Turning information into action is at the heart of WRI, and our tools are used in Asia and around the world.
These are some of them:
- The Aqueduct Water Risk Atlas allows companies, investors, and others to see where their facilities are likely facing, or could face, increasing water-related risks. It maps 12 indicators of water risk, from the watershed scale to the country or river basin scale, which is immensely valuable for those seeking to prioritize time and resources when managing facilities and supply chains. WRI did an analysis last year, for example, which showed where proposed coal plants in China overlap with areas of high water stress, suggesting important policy considerations to manage demands for water and energy.

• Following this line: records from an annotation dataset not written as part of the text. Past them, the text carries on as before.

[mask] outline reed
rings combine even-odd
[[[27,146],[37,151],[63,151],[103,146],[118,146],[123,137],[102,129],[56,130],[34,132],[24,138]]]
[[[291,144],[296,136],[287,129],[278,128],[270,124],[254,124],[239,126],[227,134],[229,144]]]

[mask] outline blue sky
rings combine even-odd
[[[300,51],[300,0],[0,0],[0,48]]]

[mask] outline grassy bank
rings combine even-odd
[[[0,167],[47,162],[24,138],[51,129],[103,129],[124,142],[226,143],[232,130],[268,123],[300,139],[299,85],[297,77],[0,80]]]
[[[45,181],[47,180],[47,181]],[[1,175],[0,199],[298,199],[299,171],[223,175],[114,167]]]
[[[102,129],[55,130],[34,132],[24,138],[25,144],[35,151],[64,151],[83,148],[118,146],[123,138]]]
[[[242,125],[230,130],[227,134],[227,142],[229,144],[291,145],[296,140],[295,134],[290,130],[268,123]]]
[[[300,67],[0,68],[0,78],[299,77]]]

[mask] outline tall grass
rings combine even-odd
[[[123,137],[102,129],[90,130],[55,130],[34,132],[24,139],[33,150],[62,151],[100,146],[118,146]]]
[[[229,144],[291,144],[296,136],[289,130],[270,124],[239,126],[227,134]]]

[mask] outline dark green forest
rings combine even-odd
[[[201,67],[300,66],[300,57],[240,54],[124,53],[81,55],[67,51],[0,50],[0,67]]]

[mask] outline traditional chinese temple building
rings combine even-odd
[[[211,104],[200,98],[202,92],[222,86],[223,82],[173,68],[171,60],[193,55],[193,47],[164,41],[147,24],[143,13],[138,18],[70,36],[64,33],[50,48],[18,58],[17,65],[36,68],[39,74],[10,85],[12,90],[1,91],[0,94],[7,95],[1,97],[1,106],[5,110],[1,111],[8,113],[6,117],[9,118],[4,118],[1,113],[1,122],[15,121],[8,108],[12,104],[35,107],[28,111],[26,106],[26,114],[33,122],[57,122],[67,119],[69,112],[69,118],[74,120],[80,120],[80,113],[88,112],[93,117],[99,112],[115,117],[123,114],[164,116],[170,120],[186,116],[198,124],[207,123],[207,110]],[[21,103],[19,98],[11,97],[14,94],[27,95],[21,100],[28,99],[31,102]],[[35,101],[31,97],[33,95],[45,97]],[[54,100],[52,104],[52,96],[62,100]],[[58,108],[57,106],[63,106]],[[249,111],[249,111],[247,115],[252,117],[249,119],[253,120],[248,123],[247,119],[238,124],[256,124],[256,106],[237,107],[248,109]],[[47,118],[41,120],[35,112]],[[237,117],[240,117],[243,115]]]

- Global Forest Watch, which launched earlier this year together with more than 40 partners, literally puts forest risks on the map. WRI’s president, Andrew Steer recently co-wrote an Op-Ed with Paul Bulcke, the CEO of Nestle, explaining how this tool and the commitments from business leaders in the Consumer Goods Forum have the potential to halt deforestation. With this tool, organisations can use near-real time satellite images to monitor forest areas and ensure that production of palm oil, soy, beef and paper pulp, for example, are not driving further destruction of forests around the world.
- WRI’s Climate Analysis Indicators Tool, or CAIT 2.0, provides free online access to comprehensive greenhouse gas emissions data sets, as well as other climate-relevant data, to enable analysis and communication on a wide range of climate-related data questions. It includes a full six-gas, multi-sector, internationally comparable emissions data set for 186 countries and all U.S. states. Through its powerful yet simple and easy-to-use online interface, CAIT 2.0 allows users to view and compare GHG emissions by country or U.S. state, and to create clear and simple data visualizations from both a desktop computer and a mobile device.
- The Greenhouse Gas Protocol is the most widely used international accounting tool for government and business leaders to understand, quantify, and manage greenhouse gas emissions. The Greenhouse Gas Protocol, a decade-long partnership between the World Resources Institute and the World Business Council for Sustainable Development, works with businesses, governments, and environmental groups around the world to build a new generation of credible and effective programs for tackling climate change.
- BRTdata.org is a platform for visualizing the growth, impact, and diversity of the global bus rapid transit (BRT) industry. BRT is a network of high quality, advanced buses running on dedicated lanes united by a strong brand and attention to user experience. EMBARQ analysis shows that BRT cuts down travel times, improves traffic safety, and reduces greenhouse gas and local air pollutant emissions, all of which create more sustainable, livable cities. BRTdata.org is designed for city leaders and transport experts, giving them access to current, reliable data on BRT in order to improve and expand sustainable transport systems worldwide.